Objective: Our objective was to investigate the efficacy of letrozole co-treatment in an antagonist protocol for infertile women with polycystic ovary syndrome (PCOS).
Patients and Methods: This retrospective cohort study included infertile women with PCOS undergoing IVF/ICSI with and without letrozole co-treatment in an antagonist protocol from 2007– 2021 at Shanghai Ninth People’s Hospital (Shanghai, China). A total of 1559 participants were enrolled, with 1227 women in the antagonist group and 332 women in the letrozole co-treatment group. Propensity score-based patient-matching model was conducted to balance covariates between the groups. The primary outcome was the number of retrieved oocytes, with secondary outcomes including endocrine parameters, ovarian stimulation outcomes, pregnancy outcomes, and obstetrical and neonatal complications.

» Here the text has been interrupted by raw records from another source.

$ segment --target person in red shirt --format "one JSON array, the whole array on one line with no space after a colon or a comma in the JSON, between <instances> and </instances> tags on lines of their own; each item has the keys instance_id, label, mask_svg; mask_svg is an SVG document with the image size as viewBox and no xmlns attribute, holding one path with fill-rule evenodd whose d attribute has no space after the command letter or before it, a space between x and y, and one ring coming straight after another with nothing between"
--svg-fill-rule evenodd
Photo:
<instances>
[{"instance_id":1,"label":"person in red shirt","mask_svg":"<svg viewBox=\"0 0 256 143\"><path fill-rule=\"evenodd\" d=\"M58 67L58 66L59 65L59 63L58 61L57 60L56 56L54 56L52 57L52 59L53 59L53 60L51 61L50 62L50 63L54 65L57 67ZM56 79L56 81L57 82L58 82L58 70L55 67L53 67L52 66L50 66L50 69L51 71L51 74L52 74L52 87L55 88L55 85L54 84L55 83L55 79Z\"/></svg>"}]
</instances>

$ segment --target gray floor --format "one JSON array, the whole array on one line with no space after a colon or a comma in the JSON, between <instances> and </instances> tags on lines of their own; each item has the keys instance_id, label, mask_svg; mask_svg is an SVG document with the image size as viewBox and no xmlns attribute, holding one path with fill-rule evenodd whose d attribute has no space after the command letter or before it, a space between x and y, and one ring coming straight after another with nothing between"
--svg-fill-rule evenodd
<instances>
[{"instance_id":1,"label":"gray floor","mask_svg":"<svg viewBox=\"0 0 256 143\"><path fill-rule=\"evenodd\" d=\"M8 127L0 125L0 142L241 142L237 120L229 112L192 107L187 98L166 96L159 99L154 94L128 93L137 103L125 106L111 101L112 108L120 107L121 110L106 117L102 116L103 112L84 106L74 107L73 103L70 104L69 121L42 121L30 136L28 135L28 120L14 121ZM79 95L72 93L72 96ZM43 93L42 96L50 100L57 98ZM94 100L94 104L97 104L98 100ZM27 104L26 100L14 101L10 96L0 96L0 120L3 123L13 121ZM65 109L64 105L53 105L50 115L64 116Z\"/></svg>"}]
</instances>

Results: Letrozole co-treatment induced significant changes in hormonal regulation, increased the percentage of large follicles, and resulted in fewer retrieved oocytes (P < 0.05). However, there was no negative impact on the number of usable embryos or good-quality embryos (P > 0.05). The live birth rates following fresh embryo transfer were comparable between the letrozole and control groups (single embryo transfer: 28.9% vs 29.7%, P > 0.05; double embryo transfer: 37.3% vs 45.6%, P > 0.05). Additionally, there were no significant differences between the two groups in the live birth rate per patient after frozen embryo transfer and the cumulative live birth rate (P > 0.05). No significant differences in obstetrical and neonatal complications were observed between the groups (P > 0.05).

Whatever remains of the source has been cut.